I think the other ewes must have been covered later than my recollections.  I looked back at my posts around that time and it looks like the first week of November might be when they were bred and not the very tail end of October.  The grey ewe was settled very quickly, which is surprising given that she remains our most skittish and feral ewe herself.  But I thought the gap between her and the others was just two or three or maybe four days.  If it was a week or so, then we could be waiting until the first few days of April for all the lambs to finish making their appearances.

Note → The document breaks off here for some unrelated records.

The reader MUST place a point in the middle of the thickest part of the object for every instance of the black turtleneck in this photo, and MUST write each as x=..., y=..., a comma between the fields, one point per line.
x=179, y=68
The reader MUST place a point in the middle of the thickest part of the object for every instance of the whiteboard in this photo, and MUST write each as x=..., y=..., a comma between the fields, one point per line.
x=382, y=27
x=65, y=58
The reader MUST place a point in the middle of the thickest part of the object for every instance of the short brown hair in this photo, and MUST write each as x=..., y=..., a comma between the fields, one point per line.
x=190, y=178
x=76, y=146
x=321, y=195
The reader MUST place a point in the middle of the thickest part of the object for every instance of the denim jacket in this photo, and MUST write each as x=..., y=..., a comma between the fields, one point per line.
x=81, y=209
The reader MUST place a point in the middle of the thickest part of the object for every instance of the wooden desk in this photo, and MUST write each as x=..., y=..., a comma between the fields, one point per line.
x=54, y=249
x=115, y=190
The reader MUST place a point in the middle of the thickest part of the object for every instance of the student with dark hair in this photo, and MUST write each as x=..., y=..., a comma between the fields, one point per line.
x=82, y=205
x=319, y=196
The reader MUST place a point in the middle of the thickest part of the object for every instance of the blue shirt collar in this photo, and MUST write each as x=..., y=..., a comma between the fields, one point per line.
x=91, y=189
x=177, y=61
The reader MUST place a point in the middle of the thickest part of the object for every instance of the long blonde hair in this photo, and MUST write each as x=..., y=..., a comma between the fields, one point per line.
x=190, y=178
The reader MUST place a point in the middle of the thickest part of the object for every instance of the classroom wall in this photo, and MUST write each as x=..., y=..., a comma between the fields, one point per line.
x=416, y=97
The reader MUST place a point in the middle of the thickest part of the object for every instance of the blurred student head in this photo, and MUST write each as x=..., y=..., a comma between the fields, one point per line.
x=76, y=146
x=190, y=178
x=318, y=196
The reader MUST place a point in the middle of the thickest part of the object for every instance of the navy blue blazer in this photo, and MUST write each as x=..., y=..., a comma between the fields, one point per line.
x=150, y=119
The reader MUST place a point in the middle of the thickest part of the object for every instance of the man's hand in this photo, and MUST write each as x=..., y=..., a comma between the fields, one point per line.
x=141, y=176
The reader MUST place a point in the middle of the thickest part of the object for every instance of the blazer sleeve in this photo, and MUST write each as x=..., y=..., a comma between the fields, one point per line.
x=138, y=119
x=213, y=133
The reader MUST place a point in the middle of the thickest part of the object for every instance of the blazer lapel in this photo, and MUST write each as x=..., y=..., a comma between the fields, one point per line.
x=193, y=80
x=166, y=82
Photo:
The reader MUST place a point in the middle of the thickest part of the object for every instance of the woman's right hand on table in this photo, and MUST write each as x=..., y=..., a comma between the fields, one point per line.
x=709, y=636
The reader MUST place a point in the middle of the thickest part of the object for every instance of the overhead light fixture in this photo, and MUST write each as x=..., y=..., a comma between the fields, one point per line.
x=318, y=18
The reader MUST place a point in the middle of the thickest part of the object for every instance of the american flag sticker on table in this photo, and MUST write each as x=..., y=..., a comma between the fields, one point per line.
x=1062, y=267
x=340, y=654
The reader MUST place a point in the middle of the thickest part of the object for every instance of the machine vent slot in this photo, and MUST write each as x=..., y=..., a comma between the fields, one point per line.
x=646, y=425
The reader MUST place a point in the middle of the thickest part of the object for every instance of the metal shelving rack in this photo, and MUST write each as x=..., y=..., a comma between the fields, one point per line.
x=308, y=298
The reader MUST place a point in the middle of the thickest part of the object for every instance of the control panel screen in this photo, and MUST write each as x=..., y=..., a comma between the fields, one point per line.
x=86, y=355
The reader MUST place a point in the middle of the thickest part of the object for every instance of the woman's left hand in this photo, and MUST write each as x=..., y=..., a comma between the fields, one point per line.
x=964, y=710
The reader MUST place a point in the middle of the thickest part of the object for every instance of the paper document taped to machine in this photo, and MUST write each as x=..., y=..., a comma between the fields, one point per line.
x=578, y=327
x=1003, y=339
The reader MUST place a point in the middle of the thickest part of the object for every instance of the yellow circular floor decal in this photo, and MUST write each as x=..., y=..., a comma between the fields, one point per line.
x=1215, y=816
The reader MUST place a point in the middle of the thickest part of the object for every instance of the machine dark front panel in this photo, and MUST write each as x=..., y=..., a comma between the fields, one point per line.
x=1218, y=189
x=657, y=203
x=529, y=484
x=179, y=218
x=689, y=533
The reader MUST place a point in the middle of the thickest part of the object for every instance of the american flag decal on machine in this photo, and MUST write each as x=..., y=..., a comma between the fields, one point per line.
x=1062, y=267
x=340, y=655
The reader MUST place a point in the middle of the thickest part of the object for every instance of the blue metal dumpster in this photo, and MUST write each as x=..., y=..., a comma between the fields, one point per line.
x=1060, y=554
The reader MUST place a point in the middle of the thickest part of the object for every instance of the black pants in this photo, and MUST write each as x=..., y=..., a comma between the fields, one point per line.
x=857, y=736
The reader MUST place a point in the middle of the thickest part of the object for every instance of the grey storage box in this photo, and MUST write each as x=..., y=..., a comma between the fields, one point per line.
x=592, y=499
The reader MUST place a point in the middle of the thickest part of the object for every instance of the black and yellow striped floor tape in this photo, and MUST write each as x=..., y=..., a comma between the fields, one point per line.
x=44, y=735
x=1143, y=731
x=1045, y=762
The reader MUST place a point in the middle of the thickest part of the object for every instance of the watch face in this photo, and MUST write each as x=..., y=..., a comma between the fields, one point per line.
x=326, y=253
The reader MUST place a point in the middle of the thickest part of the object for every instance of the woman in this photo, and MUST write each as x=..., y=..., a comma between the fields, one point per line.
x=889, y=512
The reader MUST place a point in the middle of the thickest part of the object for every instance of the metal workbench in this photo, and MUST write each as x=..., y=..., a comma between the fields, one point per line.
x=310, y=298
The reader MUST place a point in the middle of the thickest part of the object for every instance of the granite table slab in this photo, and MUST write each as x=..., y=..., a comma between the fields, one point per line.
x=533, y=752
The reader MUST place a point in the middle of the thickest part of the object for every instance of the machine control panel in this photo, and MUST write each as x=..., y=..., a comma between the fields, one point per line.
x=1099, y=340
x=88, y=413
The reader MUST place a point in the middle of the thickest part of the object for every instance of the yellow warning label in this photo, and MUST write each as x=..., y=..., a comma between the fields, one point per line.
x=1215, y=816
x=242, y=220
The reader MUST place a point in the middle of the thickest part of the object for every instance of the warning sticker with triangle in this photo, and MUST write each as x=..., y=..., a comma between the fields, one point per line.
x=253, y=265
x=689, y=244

We’re going to see if we can put together a permanent ram pen rather than a temporary one.  Even though Icelandics are not prone to out of season conception, their season goes through April, and they return to fertility during that time.  So it will be easiest going forward to keep the rams completely separate from the girls, especially since it will mean less work separating ewelambs from breeding ewes.  It’s too bad, it would be easier if they could stay in all summer with the ewes and the new lambs.  But our rams do better without the distraction of the ladies, surprisingly.  No dominance fighting, sharing food occasionally, and generally calmer.

 

Rams just won’t stop until they reach the top of the neighbor’s hillside

I am finally starting to feel rested after racing uphill to chase the silly stupid rams.  They have decided the electronet isn’t serious enough and just jump over it or barrel through, as the whim takes them.  So in less than an hour they tore across three different property lines and quite a bit of bramble in pursuit of whatever it is little rams are after when they go roaming.

I spent a good twenty minutes running around in the weeds and blackberries trying to find them and then I get back to the barn to see if some alfalfa will lure them and there they are right next to the barn looking at me like they’d been there the whole time.

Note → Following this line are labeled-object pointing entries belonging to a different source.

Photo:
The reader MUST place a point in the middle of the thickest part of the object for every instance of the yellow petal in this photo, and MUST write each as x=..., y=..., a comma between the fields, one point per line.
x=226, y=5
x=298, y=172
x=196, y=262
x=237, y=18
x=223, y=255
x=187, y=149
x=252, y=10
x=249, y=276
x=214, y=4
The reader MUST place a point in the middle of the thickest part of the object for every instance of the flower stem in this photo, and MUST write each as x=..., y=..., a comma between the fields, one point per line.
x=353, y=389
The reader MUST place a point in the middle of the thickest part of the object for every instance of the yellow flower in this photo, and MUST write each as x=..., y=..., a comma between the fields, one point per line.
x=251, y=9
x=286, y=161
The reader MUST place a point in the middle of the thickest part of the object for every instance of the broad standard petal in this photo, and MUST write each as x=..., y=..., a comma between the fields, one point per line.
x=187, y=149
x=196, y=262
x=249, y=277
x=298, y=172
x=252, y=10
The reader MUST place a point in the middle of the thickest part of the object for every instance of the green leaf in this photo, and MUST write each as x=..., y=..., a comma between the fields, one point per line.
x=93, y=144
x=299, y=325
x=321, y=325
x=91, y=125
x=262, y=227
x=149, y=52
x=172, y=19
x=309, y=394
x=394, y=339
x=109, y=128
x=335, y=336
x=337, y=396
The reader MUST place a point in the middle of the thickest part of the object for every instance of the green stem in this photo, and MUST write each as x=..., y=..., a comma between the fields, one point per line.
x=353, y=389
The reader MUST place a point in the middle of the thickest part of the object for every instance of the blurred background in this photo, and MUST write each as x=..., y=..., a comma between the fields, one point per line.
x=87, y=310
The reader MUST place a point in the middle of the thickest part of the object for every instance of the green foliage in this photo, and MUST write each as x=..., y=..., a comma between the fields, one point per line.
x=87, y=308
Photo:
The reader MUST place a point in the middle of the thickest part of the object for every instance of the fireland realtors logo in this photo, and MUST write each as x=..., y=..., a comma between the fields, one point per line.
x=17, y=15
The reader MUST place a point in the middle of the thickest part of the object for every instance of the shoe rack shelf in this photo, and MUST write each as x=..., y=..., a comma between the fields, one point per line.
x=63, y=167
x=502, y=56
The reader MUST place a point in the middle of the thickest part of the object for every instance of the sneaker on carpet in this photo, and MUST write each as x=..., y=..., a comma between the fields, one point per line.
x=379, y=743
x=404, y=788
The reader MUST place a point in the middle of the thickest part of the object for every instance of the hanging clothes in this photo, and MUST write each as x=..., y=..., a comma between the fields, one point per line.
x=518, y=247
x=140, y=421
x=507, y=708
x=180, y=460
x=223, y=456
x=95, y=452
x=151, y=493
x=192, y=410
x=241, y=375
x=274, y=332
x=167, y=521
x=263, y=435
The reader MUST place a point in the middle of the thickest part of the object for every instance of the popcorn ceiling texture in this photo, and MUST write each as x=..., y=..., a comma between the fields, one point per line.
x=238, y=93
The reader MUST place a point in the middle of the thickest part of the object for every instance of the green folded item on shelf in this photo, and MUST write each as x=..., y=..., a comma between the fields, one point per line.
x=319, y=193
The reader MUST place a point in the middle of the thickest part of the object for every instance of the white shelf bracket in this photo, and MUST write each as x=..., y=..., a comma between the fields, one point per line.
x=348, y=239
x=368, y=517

So electronet and smart fencing will have to be for ewes only (they never wander, so it can be temporary or permanent for them), and we’ll have to rely on cattle panels for the rams.  Cattle panels are a little too high for them to jump easily, and they seem to actually respect them in general, so they don’t test them in the first place.

I thought I’d be saving my uphill runs for the third trimester, not the start of the second one.

Pale ewe problems

Our four ewes are all heavily pregnant, but the three dark-colored ones look a bit on the pale side with their muzzles.  As it turns out, the last few days one of the rams has been leaping onto the mineral feeder (sometimes knocking it down) and peeing on the salts within.  So the girls haven’t been getting minerals to the extent they should.

We started offering minerals with the alfalfa pellets they get and the three dark ewes ate some.  Paleness is a potential sign of copper deficiency, as is coarsening of the wool and shedding.  But the latter are also signs of advanced pregnancy for some ewes and not by themselves a bad sign.

I’m not really sure what else to do except keep offering minerals 1-2 times per day with their pellets.  The light colored ewe is fine, but then her copper needs are lower, same with the rams, their fleeces continue to look great and their faces aren’t lightening at all.

The lightening of the three dark ewes is very recent, just the last week, and we started providing minerals over the weekend.

I have no idea how to solve the peeing ram problem, I guess we’ll have to put the minerals really high up this weekend.  Which we thought we had, but we were clearly wrong.

I’m not quite as nauseous of late, so I can spend more time with the sheep than just tossing some hay in and running away before I get sick in the barn.